If you are dealt 7 cards from a shuffled deck of 52 cards, find the probability of getting four queens and three kings.
Answer
Final Answer: The probability of getting four queens and three kings when dealt 7 cards from a shuffled deck of 52 cards is \(\boxed{2.989881642545298 \times 10^{-8}}\).
Step 1 :The total number of ways to draw 7 cards from a deck of 52 is given by the combination formula \(C(n, k) = \frac{n!}{k!(n-k)!}\), where n is the total number of items, k is the number of items to choose, and '!' denotes factorial. In this case, n=52 and k=7, which gives us a total of 133784560 outcomes.

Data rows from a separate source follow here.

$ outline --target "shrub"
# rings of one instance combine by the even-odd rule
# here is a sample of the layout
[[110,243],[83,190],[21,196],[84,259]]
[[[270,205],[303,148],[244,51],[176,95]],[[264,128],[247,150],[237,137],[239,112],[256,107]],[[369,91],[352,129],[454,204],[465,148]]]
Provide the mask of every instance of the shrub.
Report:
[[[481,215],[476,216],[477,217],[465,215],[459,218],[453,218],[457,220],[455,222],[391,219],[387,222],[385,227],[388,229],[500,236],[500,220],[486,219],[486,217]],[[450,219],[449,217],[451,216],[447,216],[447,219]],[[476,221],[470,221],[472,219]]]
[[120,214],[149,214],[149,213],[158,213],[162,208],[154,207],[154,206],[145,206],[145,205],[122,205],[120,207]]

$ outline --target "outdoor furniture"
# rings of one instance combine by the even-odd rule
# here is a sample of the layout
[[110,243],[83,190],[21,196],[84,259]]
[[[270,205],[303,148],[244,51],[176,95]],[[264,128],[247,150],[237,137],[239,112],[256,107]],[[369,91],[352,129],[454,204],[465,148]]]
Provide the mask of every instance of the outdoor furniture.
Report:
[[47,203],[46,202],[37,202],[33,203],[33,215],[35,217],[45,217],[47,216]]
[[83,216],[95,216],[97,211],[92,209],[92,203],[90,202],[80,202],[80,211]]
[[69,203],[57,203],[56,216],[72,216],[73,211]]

Step 2 :The number of ways to draw 4 queens from 4 and 3 kings from 4 is given by the product of two combinations: \(C(4, 4)\) for the queens and \(C(4, 3)\) for the kings. This gives us 4 favorable outcomes.
Step 3 :The probability of drawing 4 queens and 3 kings is then given by the ratio of the number of favorable outcomes (drawing 4 queens and 3 kings) to the total number of outcomes (drawing any 7 cards). This gives us a probability of 2.989881642545298e-08.
Step 4 :Final Answer: The probability of getting four queens and three kings when dealt 7 cards from a shuffled deck of 52 cards is \(\boxed{2.989881642545298 \times 10^{-8}}\).